Brian Jones Was Murdered

Walking into World Records was a little like stepping back in time. Not only was it crowded with customers seeking out unique LPs on Record Store Day, some of Bakersfield’s music royalty were there, casually sitting around circular tables, decorated to look like records.

It was a family reunion of sorts, if you were around in the early 1990s when the Bakersfield music scene was thriving and bands like Spike 1000, Cradle of Thorns, Jumping Trains and Brian Jones Was Murdered were familiar faces in local venues like Jerry’s Pizza and Bottom’s Up (now Riley’s).

At the ripe old age of 30, still clinging to the idealism of a 20-something, Charles McNeil decided to form a band.

It wasn’t his first band, but it would be the last one birthed in Bakersfield. Of course, no one knew that then. All they knew was this unusual marriage of punk and pop melded together to create a sound unlike any other to come out of Bakersfield before or since.

When I first saw them play in 1998, they were a mop-topped Beatle-esque foursome, belting their lyrics into 1950s-style mics. Twenty years later, they look a little different, and only two of the original members remain – but they can still entertain a crowd.

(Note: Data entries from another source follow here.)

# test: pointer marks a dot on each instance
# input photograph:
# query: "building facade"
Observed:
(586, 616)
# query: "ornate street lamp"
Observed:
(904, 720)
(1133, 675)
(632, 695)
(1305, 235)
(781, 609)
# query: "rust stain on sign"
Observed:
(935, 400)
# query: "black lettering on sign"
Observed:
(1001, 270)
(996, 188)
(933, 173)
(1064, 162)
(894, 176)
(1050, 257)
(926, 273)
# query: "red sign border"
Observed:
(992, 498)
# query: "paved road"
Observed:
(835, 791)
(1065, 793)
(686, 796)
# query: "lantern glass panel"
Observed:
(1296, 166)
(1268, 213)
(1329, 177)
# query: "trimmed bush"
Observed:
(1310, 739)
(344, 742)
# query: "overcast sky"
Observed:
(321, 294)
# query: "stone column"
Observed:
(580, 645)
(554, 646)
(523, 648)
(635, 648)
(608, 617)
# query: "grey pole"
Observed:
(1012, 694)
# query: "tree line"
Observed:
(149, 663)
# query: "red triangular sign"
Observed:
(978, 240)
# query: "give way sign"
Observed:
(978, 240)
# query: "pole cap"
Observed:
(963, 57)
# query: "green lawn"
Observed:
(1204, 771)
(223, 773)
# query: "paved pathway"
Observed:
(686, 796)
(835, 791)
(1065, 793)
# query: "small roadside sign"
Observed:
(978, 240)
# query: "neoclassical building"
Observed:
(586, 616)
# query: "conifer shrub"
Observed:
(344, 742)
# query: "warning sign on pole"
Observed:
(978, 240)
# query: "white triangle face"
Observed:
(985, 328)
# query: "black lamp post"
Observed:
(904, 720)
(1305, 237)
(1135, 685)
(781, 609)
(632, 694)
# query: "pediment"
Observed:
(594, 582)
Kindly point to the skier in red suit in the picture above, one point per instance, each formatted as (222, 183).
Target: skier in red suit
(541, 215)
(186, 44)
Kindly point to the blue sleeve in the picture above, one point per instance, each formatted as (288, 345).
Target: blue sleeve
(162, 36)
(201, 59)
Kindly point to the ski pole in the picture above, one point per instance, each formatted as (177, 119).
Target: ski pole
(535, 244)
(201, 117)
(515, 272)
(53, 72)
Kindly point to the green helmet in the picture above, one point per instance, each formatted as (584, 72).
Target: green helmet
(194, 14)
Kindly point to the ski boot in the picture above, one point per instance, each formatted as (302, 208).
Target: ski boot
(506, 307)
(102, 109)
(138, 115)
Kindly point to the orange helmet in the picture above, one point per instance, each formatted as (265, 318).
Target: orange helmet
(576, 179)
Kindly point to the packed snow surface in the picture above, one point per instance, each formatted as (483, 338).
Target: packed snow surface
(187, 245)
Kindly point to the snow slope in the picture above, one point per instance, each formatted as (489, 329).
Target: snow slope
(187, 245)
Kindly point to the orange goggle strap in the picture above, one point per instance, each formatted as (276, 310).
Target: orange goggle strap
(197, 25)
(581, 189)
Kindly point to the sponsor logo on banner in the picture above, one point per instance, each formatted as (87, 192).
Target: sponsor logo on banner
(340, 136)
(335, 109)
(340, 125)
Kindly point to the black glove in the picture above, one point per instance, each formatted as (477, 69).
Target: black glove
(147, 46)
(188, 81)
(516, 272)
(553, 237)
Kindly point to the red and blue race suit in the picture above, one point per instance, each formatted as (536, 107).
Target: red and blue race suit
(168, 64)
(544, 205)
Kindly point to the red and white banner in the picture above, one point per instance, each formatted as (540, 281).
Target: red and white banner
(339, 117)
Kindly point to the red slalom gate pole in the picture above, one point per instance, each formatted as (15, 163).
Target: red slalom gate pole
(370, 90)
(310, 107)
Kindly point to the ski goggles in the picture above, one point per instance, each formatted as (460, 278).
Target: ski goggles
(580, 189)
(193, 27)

When asked where the name came from, McNeil described his long flight to England in the early ’90s and his exhausted pilgrimage to the grave of Brian Jones, founder and original leader of the Rolling Stones. A fan since he was a kid, McNeil was fairly obsessed with Jones at the time, and when he later decided to form the band, the name just seemed right.

Bass player David Pearson, also a Bakersfield native and the only other original member, shares in the singing and songwriting. When I asked them who the lead singer is, they turned the question around, asking me who the lead singer of the Beatles was, John or Paul? They’re a pair of bookends on stage, but each of them contributes their own unique flair.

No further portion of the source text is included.